Women need land for insurance as they negotiate the challenges imposed by their situations, being sometimes shuttled between their place of birth and their conjugal relationships. Zimbabwe is a signatory to the 2003 Maputo Protocol to the African Commission on Human and Peoples’ Rights on Women’s Rights, which requires African states to “promote women’s access to and control over productive resources such as land and guarantee their right to property” – and also to the revised SADC Protocol on Gender and Development which contains the same commitment (article 18). The new Zimbabwean Constitution recognises men and women as equal citizens in every respect. It provides the framework for equal land rights, but does not have adequate mechanisms for implementing these provisions.
However, women’s access, ownership and control of land is determined by men. The majority of the Zimbabwe’s population live in customary tenure areas – where land is governed by patriarchal systems. As a result, men are the primary land-holders, and women negotiate access to land through their male relations – relying on fathers, brothers, husbands, uncles or male-dominated traditional authorities for land.
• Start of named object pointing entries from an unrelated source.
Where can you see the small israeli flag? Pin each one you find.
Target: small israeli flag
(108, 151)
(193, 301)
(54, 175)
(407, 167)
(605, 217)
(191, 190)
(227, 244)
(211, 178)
This means women lose out because customary tenure is the least secure for women who hold derived land rights. Land has become increasingly contested, and women are generally worst placed to (re-)negotiate agricultural land. On the other hand, men benefited more from land the land reform compared to women. According to the Ministry of Women Affairs, gender and Community Development Gender policy, under resettled land, 18% of beneficiaries of A1 land reform and 12% under A2 are women – a development which the government considers falls short of the gender parity ideal.
According to the African Institute for Agrarian Studies, (AIAS, 2016), there are also barriers to joint registration. Although land registration in resettlement areas provides for the registration of both spouses, married women’s land rights are often trampled by husbands who are reluctant to jointly register land rights. In some cases, women also perpetuate patriarchal practices by opting to register their land in the name of their son or brother.
Both men and women who gained land under the fast-track land reform programme still need to secure their land rights to facilitate for increased investment as appropriate. In addition, land conflicts disproportionately affect women: Where conflicts occur, women are ten times more likely to be targeted and to experience gender based violence and/or sexual abuse in their bid to reclaim their rights. Recent survey evidence showed that 40% of female landholders in resettlement areas continue to experience conflicts which are related to ownership of land and farm boundaries, and eviction threats from their land in comparison to 4.1% for men (AIAS, 2014). Men still dominate the means of production (livestock, seeds, chemicals, family labour, credit, agricultural equipment).
According to WARESA, extension services are not female-friendly. The majority of extension staff are still male – making it difficult for female farmers to consult the service provider due to cultural norms. The way in which most extension services are provided – i.e. on farm demonstrations – makes it difficult for women to benefit as their other household responsibilities prevent them from spending long periods of time on their farms.